Little boy Petya loves stairs very much. But he is bored from simple going up and down them — he loves jumping over several stairs at a time. As he stands on some stair, he can either jump to the next one or jump over one or two stairs at a time. But some stairs are too dirty and Petya doesn't want to step on them.
Now Petya is on the first stair of the staircase, consisting of n stairs. He also knows the numbers of the dirty stairs of this staircase.

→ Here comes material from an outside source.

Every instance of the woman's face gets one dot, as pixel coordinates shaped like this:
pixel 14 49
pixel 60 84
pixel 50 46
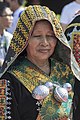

Help Petya find out if he can jump through the entire staircase and reach the last stair number n without touching a dirty stair once.
One has to note that anyway Petya should step on the first and last stairs, so if the first or the last stair is dirty, then Petya cannot choose a path with clean steps only.
Input
The first line contains two integers n and m (1 ≤ n ≤ 10^9, 0 ≤ m ≤ 3000) — the number of stairs in the staircase and the number of dirty stairs, correspondingly. The second line contains m different space-separated integers d 1, d 2, ..., d m (1 ≤ d i ≤ n) — the numbers of the dirty stairs (in an arbitrary order).
Output
Print "YES" if Petya can reach stair number n, stepping only on the clean stairs. Otherwise print "NO".
Examples
inputCopy
10 5
2 4 8 3 6
outputCopy
NO
inputCopy
10 5
2 4 5 7 9
outputCopy
YES
小男孩一次可以跳一格或者两格或者三格,要是有三个连续的脏楼梯就过不去了。有三个特判:第一个楼梯是脏的或者最后一个楼梯是脏的或者没有脏楼梯。
#include<bits/stdc++.h>
using namespace std;
int f[3005];
int n,m;
bool ans=true;
int main()
{
cin>>n>>m;
for(int i=0;i<m;i++)cin>>f[i];
sort(f,f+m);
if(f[0]==1||f[m-1]==n||m==0){//特判
if(m==0)cout<<"YES"<<endl;
else cout<<"NO"<<endl;
return 0;
}
for(int i=0;i<m-2;i++){
if(f[i]=f[i+1]-1&&f[i]==f[i+2]-2){//连续3个脏楼梯
ans=false;
break;
}
}
if(ans)cout<<"YES"<<endl;
else cout<<"NO"<<endl;
return 0;
}